L'énorme consommation énergétique des humains ne fait aucun doute lorsque les astronautes de la Station spatiale internationale observent la Terre durant la nuit.

L'énorme consommation énergétique des humains ne fait aucun doute lorsque les astronautes de la Station spatiale internationale observent la Terre durant la nuit.

Photo : NASA

Radio-Canada

Notre énorme besoin quotidien d'énergie à l'échelle mondiale est essentiellement fourni grâce aux sources traditionnelles que sont le pétrole, le charbon et le gaz naturel.

Pourcentage de la consommation énergétique fossile dans le mondeAgrandir l’image (Nouvelle fenêtre)

Pourcentage de la consommation énergétique fossile dans le monde

Photo : Découverte

Les sources d'énergies renouvelables, malgré leur récente popularité, sont encore très loin derrière : l'hydroélectricité fournit environ 7 % de nos besoins énergétiques, alors que le solaire, l'éolien et l'énergie géothermique peinent encore à s'imposer.

L'influence de la Chine et de l'Inde est aujourd'hui non négligeable : près de 90 % de la hausse de la demande mondiale en 2012 provient de ces deux pays.

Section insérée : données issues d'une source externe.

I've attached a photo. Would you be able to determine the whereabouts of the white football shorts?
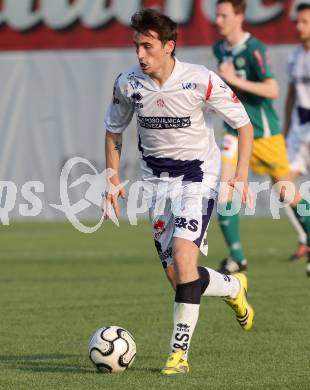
[144,179,217,268]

Les besoins en charbon de la Chine sont presque aussi grands que ceux de tous les autres pays du monde réunis.

En somme, les besoins énergétiques de la planète ont crû de 1,8 % en 2012, mais la croissance annuelle des émissions de gaz à effet de serre provenant de ce secteur est moins forte que durant les années 2000. Une tendance? Seul l'avenir nous le dira.

RENOUVELABLES

L'ÉNERGIE SOLAIRE

Le potentiel de cette énergie est énorme : en une heure, la quantité d'énergie solaire qui atteint la surface de la Terre équivaut à la consommation de la population mondiale pendant un an! Toutefois, ce type d'énergie reste largement inexploité.

 


De grandes centrales existent tout de même. La plus grande est celle d'Agua Caliente, en Arizona, qui peut alimenter 100 000 foyers. Celle de Sarnia, en Ontario, est la plus grande au Canada. Elle peut répondre aux besoins annuels d'environ 10 000 personnes.

Mécanismes de production

Les panneaux thermodynamiques convertissent directement la lumière du soleil pour faire chauffer de l'eau. Ils sont généralement utilisés dans des installations domestiques, mais certains pays, comme l'Algérie, comptent bientôt utiliser cette technologie à une échelle industrielle.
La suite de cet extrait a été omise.